Beitrag von Signora Achilla »

Behutsam legte die Signora die Maske beiseite, die noch zur Hälfte nur nacktes Holz und Leder war. Sie wischte den Pinsel an einem Lumpen ab und dann erhob sie sich für einen gezierten, kleinen Knicks.

“Ein unverhoffter Gast”, sagte sie, nur um sogleich fortzusetzen: “...doch ein sehr willkommener. Ha, es ist selten, dass einfach jemand in unsere Werkstatt stolpert!

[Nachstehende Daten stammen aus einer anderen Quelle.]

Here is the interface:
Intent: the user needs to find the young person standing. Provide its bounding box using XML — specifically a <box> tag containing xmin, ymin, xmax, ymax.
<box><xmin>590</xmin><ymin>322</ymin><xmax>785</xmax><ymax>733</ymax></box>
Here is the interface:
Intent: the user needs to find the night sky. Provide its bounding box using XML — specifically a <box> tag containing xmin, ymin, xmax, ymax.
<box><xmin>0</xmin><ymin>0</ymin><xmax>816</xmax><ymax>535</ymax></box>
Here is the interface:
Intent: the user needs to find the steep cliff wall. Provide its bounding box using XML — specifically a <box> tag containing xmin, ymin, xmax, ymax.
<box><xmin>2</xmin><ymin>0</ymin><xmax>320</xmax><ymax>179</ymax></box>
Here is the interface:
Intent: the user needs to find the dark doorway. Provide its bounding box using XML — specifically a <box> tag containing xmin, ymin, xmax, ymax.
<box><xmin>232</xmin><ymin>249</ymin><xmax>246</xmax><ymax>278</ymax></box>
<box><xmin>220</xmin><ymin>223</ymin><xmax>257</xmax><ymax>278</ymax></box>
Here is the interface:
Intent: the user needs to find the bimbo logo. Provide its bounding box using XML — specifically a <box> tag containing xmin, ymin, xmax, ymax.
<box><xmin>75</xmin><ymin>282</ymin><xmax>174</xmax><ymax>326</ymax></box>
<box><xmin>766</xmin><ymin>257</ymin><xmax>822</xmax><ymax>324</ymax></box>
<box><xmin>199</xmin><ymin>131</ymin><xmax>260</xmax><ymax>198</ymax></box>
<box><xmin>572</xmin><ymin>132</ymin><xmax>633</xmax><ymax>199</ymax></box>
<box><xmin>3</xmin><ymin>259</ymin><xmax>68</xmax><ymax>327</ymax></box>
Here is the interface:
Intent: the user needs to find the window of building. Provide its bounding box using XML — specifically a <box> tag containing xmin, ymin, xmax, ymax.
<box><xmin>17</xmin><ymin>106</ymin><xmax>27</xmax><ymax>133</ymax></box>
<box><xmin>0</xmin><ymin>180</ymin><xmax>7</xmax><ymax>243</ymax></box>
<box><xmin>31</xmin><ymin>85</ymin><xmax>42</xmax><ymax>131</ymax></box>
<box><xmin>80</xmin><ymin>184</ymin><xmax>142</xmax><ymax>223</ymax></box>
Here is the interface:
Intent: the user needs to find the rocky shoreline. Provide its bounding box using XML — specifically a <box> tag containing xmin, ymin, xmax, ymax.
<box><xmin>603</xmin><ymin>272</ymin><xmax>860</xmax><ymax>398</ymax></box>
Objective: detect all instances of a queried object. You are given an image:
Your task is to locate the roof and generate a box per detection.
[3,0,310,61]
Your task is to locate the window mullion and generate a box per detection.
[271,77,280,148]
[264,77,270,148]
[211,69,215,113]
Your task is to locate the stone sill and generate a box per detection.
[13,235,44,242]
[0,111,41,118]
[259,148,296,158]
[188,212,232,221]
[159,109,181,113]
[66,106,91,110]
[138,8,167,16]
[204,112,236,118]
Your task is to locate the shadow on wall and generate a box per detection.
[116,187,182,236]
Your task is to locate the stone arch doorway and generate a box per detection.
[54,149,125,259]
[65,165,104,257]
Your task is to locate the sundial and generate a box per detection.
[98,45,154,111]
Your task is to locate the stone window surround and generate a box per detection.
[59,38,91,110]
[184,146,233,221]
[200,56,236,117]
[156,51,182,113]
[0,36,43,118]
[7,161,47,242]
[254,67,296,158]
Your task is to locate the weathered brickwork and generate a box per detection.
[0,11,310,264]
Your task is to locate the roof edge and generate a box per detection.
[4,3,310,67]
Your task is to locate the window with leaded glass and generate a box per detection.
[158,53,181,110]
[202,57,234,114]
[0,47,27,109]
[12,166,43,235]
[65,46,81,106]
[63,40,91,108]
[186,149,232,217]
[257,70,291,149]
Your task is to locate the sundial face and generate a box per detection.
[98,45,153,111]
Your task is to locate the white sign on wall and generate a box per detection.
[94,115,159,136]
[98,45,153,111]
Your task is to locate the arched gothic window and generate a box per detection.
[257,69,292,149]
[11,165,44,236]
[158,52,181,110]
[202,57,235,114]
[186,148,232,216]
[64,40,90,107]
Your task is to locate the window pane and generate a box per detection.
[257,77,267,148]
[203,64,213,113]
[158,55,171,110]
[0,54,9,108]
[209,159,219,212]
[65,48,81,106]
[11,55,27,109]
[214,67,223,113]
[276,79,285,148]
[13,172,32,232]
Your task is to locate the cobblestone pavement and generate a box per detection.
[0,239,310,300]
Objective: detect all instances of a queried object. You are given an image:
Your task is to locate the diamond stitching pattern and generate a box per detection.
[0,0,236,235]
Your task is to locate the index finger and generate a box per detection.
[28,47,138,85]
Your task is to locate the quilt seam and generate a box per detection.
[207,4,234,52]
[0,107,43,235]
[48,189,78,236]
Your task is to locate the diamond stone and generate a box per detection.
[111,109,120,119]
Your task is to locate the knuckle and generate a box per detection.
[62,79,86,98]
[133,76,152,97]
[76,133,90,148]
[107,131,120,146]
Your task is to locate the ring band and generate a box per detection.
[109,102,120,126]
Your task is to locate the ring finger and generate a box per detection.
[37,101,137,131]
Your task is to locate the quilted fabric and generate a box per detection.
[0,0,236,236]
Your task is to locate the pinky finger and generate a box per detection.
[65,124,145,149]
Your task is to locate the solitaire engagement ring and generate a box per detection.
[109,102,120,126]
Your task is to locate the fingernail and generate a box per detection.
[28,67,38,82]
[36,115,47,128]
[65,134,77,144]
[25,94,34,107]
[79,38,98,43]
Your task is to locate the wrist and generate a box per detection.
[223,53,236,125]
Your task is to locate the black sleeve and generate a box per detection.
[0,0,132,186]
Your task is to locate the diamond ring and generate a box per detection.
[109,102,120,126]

Sie ist ein wenig flüchtig, so wie unser Handwerk auch.”
Dazu zwinkerte sie einmal und machte eine Geste zu den Dingen hin, die hier wohl am Ende gefertigt wurden: Kostüme, Narrenkleider, bunte Wimpel und Fetzen, Stelzen und Holzbälle und allerlei Zeug, das wohl bei den Schaustücken gebraucht wurde. In einer Ecke der Werkstatt hing ein beeindruckendes, wenn auch schon etwas mitgenommenes Bärenfell.

“Seid Ihr für einen Plausch und Unterhaltung hier?”, erkundigte sich die Signora kokett. “Oder sind’s strenge Pflichten oder lohnender Handel?”